Vapiano offers Euro cuisine at American pace

By By: Becky Price Arts Editor

Vapiano, a newly opened restaurant in Bethesda, is a restaurant of international paradoxes. Its origins are German, but it serves Italian food at American speed.

Vapiano’s main philosophy is to serve fast food in an unrushed atmosphere. Its mantra is seeded in its name; Vapiano is Italian slang for relaxing and taking life easy. Founded in 2002 by Germany’s first McDonald’s franchise owner, the founder sought for the speed of American fast food and the elegance of European fine dining. Essentially its a hybrid of the two, forming a bridge between American style and European mentality.

Upon entering the enormous revolving door, diners are given a computer “Chip Card”; a device which the customer’s food is totaled onto by the chefs at each station. Armed with their cards, diners can wander between the three counters: Pasta, Salad and Paninis, and Pizza and Antipasti. The set-up mirrors a cafeteria, but a very chic cafeteria.

Waiters are rendered obsolete at Vapiano; instead, customers interact with the chefs themselves, and watch them cook the meals on-site (think Mongolian BBQ).

The pizza is Italian food at its best. Devoid of grease, the pizzas are plate-size, thin-crust creations ranging from a reasonable $8-11. The extensive menu allows children and picky eaters to order traditional Margherita pizzas and food conquistadors to delve into pizzas dressed with spicy Sicilian pepperoni or savoy cabbage.

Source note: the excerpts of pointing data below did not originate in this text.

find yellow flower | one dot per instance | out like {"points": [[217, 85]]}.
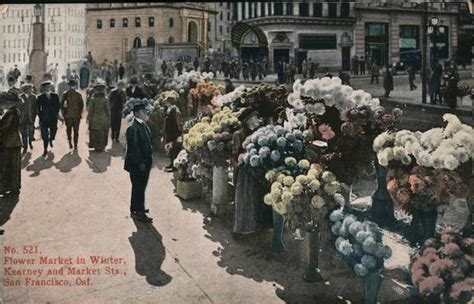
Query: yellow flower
{"points": [[296, 189], [317, 202], [288, 180], [286, 197], [314, 185]]}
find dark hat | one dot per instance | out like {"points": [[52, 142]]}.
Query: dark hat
{"points": [[247, 113], [139, 106]]}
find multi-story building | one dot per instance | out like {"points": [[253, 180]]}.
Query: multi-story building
{"points": [[64, 35], [332, 32], [220, 25], [117, 31]]}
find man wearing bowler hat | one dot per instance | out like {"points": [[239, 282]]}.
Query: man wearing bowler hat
{"points": [[138, 161], [72, 106], [48, 111]]}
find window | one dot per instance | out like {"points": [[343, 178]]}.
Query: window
{"points": [[318, 42]]}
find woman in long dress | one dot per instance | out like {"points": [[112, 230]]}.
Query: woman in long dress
{"points": [[250, 214], [98, 118]]}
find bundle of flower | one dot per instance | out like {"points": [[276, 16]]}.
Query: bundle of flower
{"points": [[359, 242], [439, 148], [422, 188], [442, 269], [181, 163], [167, 99], [464, 88], [268, 147], [205, 91], [212, 138], [303, 192], [264, 98], [228, 99], [132, 102]]}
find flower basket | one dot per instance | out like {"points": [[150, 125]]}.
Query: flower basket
{"points": [[188, 190]]}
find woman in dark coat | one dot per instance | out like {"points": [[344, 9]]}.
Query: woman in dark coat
{"points": [[10, 154], [173, 130], [99, 119], [251, 214]]}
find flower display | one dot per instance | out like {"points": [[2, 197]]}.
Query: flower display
{"points": [[442, 267], [267, 147], [303, 192], [439, 148], [359, 242]]}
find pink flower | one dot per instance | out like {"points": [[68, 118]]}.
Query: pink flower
{"points": [[326, 132]]}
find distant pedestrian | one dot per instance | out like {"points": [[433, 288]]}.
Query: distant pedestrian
{"points": [[173, 130], [26, 122], [355, 65], [374, 73], [121, 71], [99, 118], [48, 113], [362, 65], [138, 161], [411, 77], [117, 100], [84, 74], [436, 84], [388, 80], [72, 106], [10, 149]]}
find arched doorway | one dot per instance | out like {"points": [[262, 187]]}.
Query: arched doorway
{"points": [[192, 32], [150, 42], [137, 43]]}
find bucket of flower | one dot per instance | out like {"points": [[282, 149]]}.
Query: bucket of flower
{"points": [[425, 172], [187, 188], [303, 194]]}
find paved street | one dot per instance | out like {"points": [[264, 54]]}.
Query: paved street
{"points": [[76, 204]]}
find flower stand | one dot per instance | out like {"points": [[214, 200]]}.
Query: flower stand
{"points": [[371, 286], [422, 227], [278, 227], [382, 211], [311, 248], [188, 190], [220, 190]]}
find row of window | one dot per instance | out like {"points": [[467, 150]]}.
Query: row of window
{"points": [[138, 22]]}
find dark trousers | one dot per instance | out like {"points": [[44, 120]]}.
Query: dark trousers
{"points": [[115, 123], [48, 133], [139, 182], [72, 123], [376, 77]]}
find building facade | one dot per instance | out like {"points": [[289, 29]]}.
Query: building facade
{"points": [[169, 30], [64, 35], [220, 25], [295, 31]]}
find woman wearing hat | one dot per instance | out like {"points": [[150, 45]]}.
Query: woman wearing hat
{"points": [[98, 118], [10, 146], [251, 214]]}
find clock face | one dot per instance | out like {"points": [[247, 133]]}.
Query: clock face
{"points": [[454, 214]]}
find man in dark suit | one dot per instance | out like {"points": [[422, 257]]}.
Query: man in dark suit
{"points": [[138, 161], [48, 111], [133, 90]]}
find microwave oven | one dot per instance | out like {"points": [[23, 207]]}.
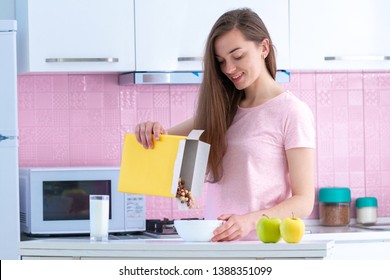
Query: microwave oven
{"points": [[56, 200]]}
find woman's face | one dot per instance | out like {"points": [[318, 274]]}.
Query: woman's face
{"points": [[239, 59]]}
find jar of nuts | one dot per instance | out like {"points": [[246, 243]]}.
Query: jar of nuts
{"points": [[334, 206]]}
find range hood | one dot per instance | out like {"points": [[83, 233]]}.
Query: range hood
{"points": [[172, 78]]}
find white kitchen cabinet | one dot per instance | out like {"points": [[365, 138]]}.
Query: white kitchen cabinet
{"points": [[339, 35], [75, 35], [171, 34]]}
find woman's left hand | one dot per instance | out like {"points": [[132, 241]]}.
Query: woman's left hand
{"points": [[235, 227]]}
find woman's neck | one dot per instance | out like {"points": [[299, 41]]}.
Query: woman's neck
{"points": [[260, 92]]}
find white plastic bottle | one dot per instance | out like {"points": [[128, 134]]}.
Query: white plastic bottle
{"points": [[99, 217]]}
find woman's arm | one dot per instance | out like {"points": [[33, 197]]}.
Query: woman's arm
{"points": [[301, 169], [145, 131]]}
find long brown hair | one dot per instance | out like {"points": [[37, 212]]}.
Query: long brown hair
{"points": [[218, 98]]}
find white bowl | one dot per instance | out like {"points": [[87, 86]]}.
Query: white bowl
{"points": [[196, 230]]}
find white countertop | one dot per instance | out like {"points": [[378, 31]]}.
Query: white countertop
{"points": [[82, 248]]}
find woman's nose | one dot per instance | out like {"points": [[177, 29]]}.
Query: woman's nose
{"points": [[230, 68]]}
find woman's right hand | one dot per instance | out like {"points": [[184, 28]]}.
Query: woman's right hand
{"points": [[144, 132]]}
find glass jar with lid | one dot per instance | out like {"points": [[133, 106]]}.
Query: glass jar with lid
{"points": [[334, 206]]}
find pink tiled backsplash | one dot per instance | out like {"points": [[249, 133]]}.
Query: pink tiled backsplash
{"points": [[80, 120]]}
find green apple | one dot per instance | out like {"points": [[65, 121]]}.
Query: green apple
{"points": [[267, 229], [292, 229]]}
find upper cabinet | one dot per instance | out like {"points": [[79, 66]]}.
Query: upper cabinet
{"points": [[340, 35], [75, 35], [171, 34]]}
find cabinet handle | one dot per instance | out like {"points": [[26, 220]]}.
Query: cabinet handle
{"points": [[85, 59], [189, 58], [358, 58]]}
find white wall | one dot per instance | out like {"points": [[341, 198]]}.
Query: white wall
{"points": [[7, 9]]}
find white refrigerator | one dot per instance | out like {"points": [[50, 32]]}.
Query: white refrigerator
{"points": [[9, 179]]}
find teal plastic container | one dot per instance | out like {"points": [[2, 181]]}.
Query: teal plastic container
{"points": [[334, 206]]}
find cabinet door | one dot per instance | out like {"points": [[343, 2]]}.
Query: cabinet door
{"points": [[333, 34], [75, 35], [171, 34]]}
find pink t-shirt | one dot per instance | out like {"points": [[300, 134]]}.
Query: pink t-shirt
{"points": [[255, 166]]}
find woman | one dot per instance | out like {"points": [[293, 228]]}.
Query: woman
{"points": [[262, 138]]}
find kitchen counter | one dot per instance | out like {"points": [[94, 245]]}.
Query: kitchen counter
{"points": [[82, 248], [319, 242]]}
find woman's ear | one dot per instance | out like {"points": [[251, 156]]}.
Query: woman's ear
{"points": [[265, 48]]}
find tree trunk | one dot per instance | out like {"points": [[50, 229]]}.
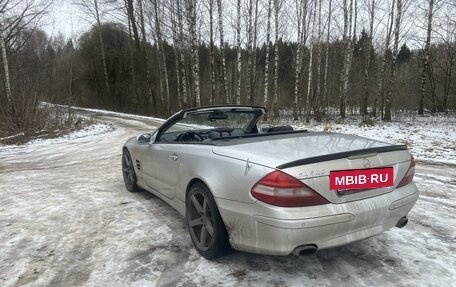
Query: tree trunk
{"points": [[367, 50], [276, 97], [381, 82], [176, 49], [267, 60], [310, 67], [194, 52], [103, 54], [8, 94], [223, 76], [162, 58], [150, 94], [346, 61], [132, 18], [389, 95], [325, 85], [301, 7], [237, 98], [211, 43], [182, 56], [317, 100], [427, 52], [249, 51], [9, 97]]}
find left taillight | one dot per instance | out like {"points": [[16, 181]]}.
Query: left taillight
{"points": [[408, 178], [280, 189]]}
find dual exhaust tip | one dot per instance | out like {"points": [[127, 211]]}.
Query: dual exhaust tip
{"points": [[310, 249], [402, 222]]}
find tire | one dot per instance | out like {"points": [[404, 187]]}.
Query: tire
{"points": [[206, 228], [128, 172]]}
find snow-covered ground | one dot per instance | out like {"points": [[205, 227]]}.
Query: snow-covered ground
{"points": [[67, 220]]}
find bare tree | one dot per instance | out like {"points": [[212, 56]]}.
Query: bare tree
{"points": [[6, 72], [277, 8], [301, 10], [368, 45], [397, 26], [381, 82], [211, 44], [181, 54], [267, 60], [325, 85], [225, 95], [94, 10], [237, 94], [194, 50], [425, 69], [310, 67], [345, 73], [164, 88], [14, 18]]}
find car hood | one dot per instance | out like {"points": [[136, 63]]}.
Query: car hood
{"points": [[276, 150]]}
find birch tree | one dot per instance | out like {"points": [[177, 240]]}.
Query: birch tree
{"points": [[277, 7], [6, 73], [381, 82], [237, 94], [93, 8], [425, 68], [164, 87], [348, 52], [267, 59], [367, 49], [15, 18], [211, 47], [397, 27], [310, 67], [325, 84], [301, 9], [194, 50], [225, 95]]}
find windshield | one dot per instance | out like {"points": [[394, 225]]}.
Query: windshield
{"points": [[202, 125]]}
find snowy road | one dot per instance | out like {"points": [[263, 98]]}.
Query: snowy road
{"points": [[67, 220]]}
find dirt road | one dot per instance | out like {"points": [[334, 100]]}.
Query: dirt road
{"points": [[67, 220]]}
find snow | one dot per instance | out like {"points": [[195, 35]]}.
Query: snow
{"points": [[67, 220]]}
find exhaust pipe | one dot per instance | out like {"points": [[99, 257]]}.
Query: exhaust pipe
{"points": [[402, 222], [308, 249]]}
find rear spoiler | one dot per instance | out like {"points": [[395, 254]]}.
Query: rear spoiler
{"points": [[340, 155]]}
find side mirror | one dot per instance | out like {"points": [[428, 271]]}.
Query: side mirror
{"points": [[144, 138]]}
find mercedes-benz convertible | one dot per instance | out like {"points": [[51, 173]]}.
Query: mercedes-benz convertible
{"points": [[270, 189]]}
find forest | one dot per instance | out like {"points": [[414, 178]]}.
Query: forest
{"points": [[302, 59]]}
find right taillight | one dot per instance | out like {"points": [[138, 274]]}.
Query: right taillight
{"points": [[408, 178], [280, 189]]}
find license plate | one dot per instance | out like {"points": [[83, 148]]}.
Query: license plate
{"points": [[361, 178]]}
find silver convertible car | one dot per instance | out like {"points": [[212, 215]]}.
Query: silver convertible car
{"points": [[270, 189]]}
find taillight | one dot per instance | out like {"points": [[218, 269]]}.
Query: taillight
{"points": [[408, 178], [280, 189]]}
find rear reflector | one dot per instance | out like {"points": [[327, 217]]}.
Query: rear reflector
{"points": [[408, 178], [280, 189]]}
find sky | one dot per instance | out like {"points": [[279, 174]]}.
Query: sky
{"points": [[65, 18]]}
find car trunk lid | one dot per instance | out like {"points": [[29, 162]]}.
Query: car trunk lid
{"points": [[311, 157]]}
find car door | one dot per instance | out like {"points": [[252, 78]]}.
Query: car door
{"points": [[160, 166]]}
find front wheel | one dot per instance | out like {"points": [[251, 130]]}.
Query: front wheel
{"points": [[128, 171], [207, 231]]}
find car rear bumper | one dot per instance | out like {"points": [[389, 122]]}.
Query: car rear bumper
{"points": [[266, 229]]}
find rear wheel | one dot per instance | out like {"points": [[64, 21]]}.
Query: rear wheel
{"points": [[207, 231], [128, 171]]}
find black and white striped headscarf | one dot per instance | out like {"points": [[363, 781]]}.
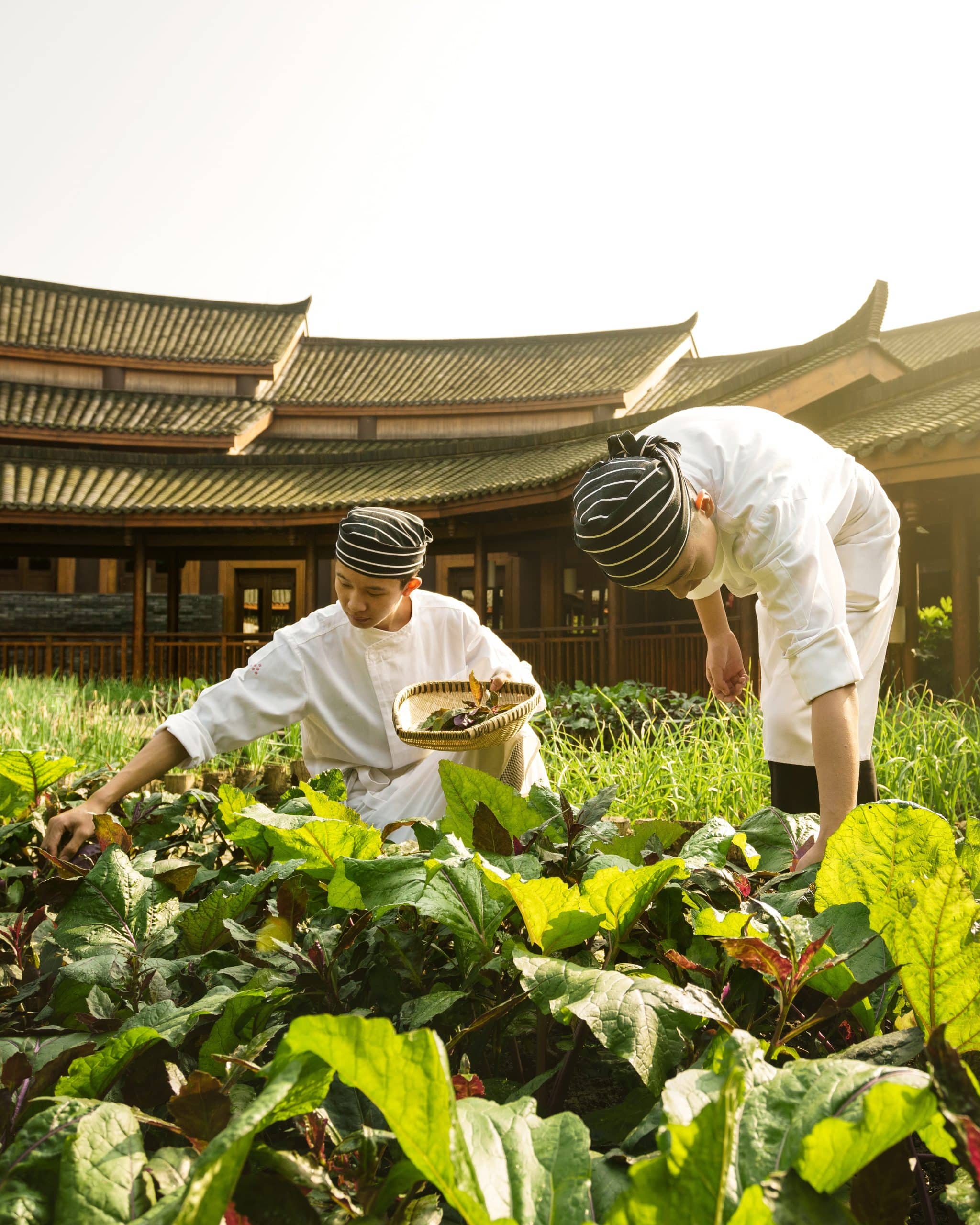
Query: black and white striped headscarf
{"points": [[383, 543], [633, 512]]}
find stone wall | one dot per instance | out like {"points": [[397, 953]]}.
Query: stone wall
{"points": [[49, 613]]}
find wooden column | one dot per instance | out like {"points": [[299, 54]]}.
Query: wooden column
{"points": [[173, 593], [908, 563], [139, 604], [963, 565], [479, 575], [310, 581], [749, 639], [614, 631]]}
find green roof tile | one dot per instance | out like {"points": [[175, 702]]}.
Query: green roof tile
{"points": [[736, 378], [353, 374], [926, 344], [25, 406], [929, 406], [104, 323]]}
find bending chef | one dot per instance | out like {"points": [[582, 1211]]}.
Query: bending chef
{"points": [[337, 673], [743, 498]]}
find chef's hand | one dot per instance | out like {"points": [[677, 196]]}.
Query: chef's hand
{"points": [[725, 670], [70, 831]]}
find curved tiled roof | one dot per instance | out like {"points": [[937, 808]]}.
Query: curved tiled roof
{"points": [[929, 406], [93, 412], [106, 323], [926, 344], [375, 374], [736, 378]]}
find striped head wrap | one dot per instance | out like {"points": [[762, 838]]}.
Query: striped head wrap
{"points": [[633, 511], [383, 543]]}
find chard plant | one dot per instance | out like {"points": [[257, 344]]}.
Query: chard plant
{"points": [[524, 1013]]}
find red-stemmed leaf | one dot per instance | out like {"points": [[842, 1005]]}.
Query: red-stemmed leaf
{"points": [[756, 955]]}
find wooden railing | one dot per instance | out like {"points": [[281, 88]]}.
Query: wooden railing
{"points": [[670, 655]]}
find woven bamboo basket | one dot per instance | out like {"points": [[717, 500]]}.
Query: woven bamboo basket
{"points": [[417, 702]]}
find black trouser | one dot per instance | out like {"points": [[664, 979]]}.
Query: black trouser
{"points": [[794, 788]]}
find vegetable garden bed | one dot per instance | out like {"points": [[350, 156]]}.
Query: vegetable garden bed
{"points": [[228, 1012]]}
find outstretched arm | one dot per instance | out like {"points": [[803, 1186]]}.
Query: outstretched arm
{"points": [[70, 830], [725, 668]]}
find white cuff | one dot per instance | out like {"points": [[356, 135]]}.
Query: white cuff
{"points": [[191, 734], [826, 663]]}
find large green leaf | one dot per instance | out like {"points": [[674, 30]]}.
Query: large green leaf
{"points": [[712, 842], [686, 1094], [100, 1179], [33, 1157], [555, 914], [218, 1168], [202, 926], [458, 897], [876, 856], [465, 788], [692, 1178], [969, 853], [92, 1076], [407, 1077], [322, 843], [536, 1171], [777, 837], [32, 772], [620, 898], [117, 907], [940, 959], [858, 1132], [645, 1021], [388, 881], [781, 1114]]}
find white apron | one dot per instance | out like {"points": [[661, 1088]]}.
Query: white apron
{"points": [[340, 683], [813, 533]]}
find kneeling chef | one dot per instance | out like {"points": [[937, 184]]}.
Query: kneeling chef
{"points": [[337, 673], [743, 498]]}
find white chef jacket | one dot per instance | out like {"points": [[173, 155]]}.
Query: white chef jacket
{"points": [[810, 531], [340, 683]]}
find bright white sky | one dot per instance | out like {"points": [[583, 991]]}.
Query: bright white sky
{"points": [[500, 167]]}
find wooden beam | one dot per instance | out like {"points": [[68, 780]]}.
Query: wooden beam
{"points": [[479, 574], [139, 605], [309, 586], [963, 565], [908, 561], [614, 631], [173, 593]]}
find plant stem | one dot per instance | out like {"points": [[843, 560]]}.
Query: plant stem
{"points": [[542, 1051], [925, 1200]]}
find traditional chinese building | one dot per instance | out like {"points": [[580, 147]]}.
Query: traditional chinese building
{"points": [[173, 472]]}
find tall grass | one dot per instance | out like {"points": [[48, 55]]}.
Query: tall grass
{"points": [[926, 749]]}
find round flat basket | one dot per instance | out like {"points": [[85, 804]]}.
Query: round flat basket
{"points": [[417, 702]]}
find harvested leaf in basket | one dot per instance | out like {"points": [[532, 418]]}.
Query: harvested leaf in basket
{"points": [[484, 705]]}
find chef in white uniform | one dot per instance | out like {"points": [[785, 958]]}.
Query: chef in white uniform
{"points": [[337, 673], [743, 498]]}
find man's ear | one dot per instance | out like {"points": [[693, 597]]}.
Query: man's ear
{"points": [[705, 502]]}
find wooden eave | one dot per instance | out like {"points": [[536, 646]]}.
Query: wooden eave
{"points": [[264, 370], [508, 406], [222, 443]]}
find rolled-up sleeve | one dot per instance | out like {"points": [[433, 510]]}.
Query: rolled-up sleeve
{"points": [[803, 589], [270, 692]]}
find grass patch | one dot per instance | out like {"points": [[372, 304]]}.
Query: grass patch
{"points": [[926, 749]]}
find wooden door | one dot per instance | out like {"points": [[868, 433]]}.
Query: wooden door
{"points": [[265, 601]]}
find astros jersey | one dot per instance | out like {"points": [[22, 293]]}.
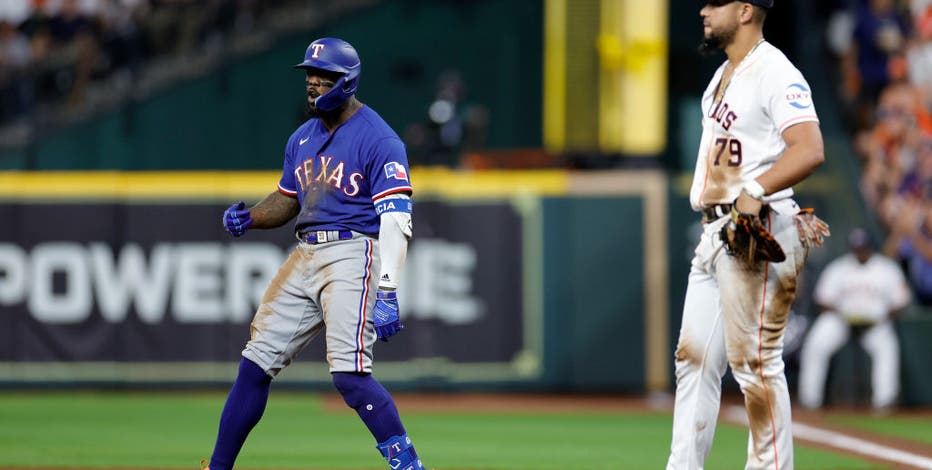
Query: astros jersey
{"points": [[863, 292], [742, 132], [336, 176]]}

There is an equally extensive selection of pasta. Vapiano has ten different types of noodles, two of which are whole-wheat alternatives. Pasta is cooked in wok-like stainless steel pans and made fresh each morning; the portions are generous yet manageable.

Free, fresh bread complements each meal. Generous side salads are offered for a standard price of $3.

Part of Vapiano’s charm is its versatility and its ability to attract a variety of crowds. Families with toddlers utilize the big communal-style tables, intimate couples chat in large plush chairs, teenage crowds come in large waves, and single parties nurse drinks at the bar. All can enjoy the delectable eats that appeal to both meat-lovers and devoted vegetarians.

Vapiano’s atmosphere is unique. Trees are planted in the middle of the restaurant for decoration, and potted herbs, which are used by the chefs, adorn the long tables, which are made of a taupe oak. On the opposite side of the restaurant, the tables are replaced with ruby plush chairs and glass tables.

Vapiano’s unique dining concept is sure to be a hit for Montgomery County. However, word of warning: Without patience, this restaurant on a Saturday night is almost impenetrable.